Quelle: A voyage to Benin beyond the countrey of Guinea made by Master James
Welsh, who set foorth in the yeere 1588. in: Hakluyt's Voyages, Band VI., S.
456-458. Zitiert nach: Hodgkin, Thomas. 1960. Nigerian Per-spectives. An
Historical Anthology. London, 116-117.
Benin: Food,
Drink, and Friendship
The commodities that we carried in this voyage were cloth both linnen und wollen,
yron worke of sundry sorts, Manillios or bracelets of copper, glasse beades, and
corrall.
The commodities that we brought home were pepper and Elephants teeth, oyle of
palme, cloth made of Cotton wooll very curiously woven, and cloth made of the
barke of palme trees. Their money is pretie white shels, for golde and silver we
saw none. They have also great store of cotton growing: their bread is a kind of
roots, they call it Inamia [yam], and when it is well sodden I would leave our
bread to eat of it, it is pleasant in eating, and light of digestion, the roote
thereof is as bigge as a mans arme. Our men upon fish-dayes had rather eate the
rootes with oyle and vineger, then to eate good stockfish. There are great store
of palme trees, out of the which they gather great store of wine, which wine is
white and very pleasant, and we should buy two gallons of it for 20 shels. They
have good store of sope, and it smelleth like beaten violets. Also many pretie
fine mats and baskets that they make, and spoones of Elephants teeth very
curiously wrought with divers proportions of foules and beasts made upon them.
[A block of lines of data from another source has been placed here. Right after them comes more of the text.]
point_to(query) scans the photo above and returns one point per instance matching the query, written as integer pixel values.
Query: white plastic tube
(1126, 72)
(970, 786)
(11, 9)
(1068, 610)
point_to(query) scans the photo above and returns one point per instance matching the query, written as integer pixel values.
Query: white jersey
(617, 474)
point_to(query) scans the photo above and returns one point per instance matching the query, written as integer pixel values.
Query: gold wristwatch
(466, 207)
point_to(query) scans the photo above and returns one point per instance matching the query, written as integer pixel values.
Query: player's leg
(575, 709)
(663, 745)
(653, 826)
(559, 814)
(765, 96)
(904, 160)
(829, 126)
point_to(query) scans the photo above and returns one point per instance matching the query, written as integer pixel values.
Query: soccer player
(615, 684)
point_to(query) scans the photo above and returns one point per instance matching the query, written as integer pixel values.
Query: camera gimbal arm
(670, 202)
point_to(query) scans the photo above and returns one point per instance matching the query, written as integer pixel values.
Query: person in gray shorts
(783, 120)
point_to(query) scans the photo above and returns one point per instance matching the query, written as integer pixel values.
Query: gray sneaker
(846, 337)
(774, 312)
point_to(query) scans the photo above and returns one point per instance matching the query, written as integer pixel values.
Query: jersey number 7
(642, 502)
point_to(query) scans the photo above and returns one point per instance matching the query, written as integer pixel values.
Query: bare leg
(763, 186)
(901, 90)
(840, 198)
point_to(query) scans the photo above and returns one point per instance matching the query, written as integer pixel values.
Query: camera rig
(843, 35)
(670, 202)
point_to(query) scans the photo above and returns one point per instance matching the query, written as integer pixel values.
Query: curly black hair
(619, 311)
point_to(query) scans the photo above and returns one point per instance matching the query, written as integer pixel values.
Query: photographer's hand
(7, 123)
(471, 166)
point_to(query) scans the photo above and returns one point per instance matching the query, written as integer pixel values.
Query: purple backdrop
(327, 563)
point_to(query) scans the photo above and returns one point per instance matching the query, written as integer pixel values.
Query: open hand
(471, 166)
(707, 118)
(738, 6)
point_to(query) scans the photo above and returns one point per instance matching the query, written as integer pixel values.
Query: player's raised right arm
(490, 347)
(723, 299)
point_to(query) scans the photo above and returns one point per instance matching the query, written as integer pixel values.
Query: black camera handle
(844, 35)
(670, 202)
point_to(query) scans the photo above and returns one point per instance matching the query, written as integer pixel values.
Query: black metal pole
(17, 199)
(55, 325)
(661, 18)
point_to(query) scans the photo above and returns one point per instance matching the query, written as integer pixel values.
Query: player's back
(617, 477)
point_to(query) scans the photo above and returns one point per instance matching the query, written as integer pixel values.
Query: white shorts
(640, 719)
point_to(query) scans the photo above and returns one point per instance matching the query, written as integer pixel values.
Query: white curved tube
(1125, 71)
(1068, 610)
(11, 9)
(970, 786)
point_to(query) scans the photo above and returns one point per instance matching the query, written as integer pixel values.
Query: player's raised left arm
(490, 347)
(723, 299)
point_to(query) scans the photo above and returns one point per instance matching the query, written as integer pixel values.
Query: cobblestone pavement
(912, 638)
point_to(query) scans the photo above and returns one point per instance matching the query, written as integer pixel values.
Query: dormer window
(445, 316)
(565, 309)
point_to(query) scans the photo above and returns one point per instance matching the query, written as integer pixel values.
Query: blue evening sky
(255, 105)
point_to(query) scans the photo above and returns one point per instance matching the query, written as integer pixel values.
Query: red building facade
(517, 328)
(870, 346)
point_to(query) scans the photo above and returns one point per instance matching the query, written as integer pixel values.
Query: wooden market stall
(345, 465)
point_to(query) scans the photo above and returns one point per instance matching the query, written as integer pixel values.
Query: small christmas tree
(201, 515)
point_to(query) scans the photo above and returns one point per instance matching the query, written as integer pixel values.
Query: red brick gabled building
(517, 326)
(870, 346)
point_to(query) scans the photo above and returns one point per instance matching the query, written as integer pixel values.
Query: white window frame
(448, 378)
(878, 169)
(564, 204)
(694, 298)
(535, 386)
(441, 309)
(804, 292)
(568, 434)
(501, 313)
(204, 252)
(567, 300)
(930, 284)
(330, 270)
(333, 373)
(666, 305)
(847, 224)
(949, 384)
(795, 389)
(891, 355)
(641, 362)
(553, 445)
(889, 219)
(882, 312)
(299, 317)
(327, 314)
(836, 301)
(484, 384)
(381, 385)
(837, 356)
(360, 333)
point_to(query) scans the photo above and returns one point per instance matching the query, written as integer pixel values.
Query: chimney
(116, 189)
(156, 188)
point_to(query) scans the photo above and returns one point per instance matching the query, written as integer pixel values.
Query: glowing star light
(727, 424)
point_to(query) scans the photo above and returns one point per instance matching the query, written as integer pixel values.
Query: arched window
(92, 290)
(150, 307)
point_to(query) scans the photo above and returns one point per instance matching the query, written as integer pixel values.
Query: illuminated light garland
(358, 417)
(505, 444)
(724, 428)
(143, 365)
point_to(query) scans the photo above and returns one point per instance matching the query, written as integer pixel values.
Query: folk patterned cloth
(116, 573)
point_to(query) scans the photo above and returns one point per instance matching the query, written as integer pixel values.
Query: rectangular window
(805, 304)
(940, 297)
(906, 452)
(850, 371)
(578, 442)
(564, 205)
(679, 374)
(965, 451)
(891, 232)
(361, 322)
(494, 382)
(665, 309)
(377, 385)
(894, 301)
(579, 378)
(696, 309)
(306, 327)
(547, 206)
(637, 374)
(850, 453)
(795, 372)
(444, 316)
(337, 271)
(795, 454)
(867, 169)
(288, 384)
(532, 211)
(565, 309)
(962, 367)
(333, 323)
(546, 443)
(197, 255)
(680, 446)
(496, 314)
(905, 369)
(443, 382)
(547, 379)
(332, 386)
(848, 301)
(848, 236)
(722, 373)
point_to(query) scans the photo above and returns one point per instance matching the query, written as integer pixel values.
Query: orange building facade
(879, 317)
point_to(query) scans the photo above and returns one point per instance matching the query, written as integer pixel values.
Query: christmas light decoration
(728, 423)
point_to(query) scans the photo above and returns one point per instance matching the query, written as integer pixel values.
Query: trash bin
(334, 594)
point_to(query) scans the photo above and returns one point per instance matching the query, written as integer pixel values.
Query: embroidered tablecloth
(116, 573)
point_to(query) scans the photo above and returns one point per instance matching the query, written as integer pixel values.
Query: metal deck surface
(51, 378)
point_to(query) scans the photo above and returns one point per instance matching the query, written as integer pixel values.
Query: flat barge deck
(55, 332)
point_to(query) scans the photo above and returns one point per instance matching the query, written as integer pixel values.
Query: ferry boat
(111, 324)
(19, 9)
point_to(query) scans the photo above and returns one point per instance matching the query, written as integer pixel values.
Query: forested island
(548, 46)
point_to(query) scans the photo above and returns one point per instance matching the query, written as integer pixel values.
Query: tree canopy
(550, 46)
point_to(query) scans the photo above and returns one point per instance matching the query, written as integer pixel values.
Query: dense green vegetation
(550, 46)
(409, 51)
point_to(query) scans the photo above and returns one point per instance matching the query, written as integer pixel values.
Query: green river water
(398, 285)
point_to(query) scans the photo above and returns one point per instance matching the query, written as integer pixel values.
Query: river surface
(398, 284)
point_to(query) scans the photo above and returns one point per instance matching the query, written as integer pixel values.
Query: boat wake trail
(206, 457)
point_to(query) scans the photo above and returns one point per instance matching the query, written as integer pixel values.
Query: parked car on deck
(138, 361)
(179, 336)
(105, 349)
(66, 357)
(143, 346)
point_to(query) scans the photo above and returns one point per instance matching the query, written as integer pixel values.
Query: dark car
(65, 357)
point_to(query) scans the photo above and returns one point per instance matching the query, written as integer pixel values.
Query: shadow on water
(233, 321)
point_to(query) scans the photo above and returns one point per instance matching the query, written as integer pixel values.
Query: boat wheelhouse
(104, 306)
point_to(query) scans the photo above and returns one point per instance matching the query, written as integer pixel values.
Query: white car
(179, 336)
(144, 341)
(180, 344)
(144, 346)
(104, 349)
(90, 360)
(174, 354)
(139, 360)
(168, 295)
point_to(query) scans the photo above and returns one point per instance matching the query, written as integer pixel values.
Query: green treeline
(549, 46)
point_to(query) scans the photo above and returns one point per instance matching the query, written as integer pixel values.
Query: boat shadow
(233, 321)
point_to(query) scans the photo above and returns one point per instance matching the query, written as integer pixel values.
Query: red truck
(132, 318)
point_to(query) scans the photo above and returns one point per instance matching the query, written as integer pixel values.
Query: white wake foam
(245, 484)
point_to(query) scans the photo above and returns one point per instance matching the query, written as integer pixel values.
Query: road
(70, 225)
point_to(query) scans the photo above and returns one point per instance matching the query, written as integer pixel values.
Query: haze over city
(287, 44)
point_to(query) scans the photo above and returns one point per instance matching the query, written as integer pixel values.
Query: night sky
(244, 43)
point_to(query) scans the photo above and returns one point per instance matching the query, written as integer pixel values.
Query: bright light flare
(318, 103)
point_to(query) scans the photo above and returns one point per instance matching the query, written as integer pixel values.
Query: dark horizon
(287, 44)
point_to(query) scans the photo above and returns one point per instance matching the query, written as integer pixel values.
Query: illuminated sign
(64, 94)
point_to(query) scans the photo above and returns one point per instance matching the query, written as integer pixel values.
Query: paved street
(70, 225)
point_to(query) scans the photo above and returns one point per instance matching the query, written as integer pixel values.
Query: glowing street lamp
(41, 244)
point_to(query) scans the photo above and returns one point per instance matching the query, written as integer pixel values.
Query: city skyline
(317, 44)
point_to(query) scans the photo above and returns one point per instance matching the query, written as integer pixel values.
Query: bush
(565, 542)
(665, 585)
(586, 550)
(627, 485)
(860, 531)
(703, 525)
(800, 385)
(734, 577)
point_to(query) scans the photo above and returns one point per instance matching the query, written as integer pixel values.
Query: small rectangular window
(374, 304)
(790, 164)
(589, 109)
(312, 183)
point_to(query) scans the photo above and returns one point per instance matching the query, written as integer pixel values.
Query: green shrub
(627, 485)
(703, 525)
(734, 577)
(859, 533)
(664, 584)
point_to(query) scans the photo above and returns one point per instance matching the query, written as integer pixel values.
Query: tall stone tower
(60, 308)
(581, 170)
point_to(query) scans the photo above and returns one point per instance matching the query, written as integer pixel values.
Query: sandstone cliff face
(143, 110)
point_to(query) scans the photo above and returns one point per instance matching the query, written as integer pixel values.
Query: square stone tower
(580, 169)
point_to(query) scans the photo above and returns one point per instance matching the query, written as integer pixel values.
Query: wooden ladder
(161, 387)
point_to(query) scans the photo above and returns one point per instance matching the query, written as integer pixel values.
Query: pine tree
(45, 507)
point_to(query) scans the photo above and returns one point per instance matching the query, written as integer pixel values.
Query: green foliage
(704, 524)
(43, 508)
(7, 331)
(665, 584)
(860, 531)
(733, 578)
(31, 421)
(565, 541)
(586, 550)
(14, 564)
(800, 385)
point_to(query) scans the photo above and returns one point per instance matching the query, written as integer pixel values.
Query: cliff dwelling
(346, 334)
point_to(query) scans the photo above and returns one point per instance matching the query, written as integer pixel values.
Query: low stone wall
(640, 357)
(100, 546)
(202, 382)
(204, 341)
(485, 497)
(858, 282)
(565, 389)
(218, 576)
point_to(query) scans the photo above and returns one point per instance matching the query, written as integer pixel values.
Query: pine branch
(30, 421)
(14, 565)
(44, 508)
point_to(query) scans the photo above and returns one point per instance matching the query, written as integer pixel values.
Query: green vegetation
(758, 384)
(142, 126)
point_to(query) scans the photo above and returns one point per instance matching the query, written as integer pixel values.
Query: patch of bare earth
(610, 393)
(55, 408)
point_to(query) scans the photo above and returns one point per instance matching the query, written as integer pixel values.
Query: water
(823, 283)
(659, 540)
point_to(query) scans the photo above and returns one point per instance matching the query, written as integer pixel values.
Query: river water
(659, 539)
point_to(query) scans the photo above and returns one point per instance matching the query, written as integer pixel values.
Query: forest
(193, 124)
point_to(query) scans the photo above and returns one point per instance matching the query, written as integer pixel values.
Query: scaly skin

There is upon the coast wonderfull great lightning and thunder, in so much as I
never hard the like in no Countrey, for it would make the decke or hatches
tremble under our feete, and before we were well acquainted with it, we were
fearefull, but God be thanked we had no harme. The people are very gentle and
loving, and they goe naked both men and women untill they be married, and then
they goe covered from the middle downe to the knees. They would bring our men
earthen pottes of the quantitie of two gallons, full of hony and hony combes for
100 shelles. They would also bring great store of Oranges and Plantans which is
a fruit that groweth upon a tree, and is very like unto a Cucumber but very
pleasant in eating. It hath pleased God of his merceifull goodnesse to give me
the knowledge how to preserve fresh water with little cost, which did serve us
sixe moneths at the sea, and when we came into Plimmouth it was much wondered
at, of the principal men of the towne, who said that there was not sweeter water
in any spring in Plimmouth. Thus doth God provide for his creatures, unto whom
be praise now and for evermore, Amen.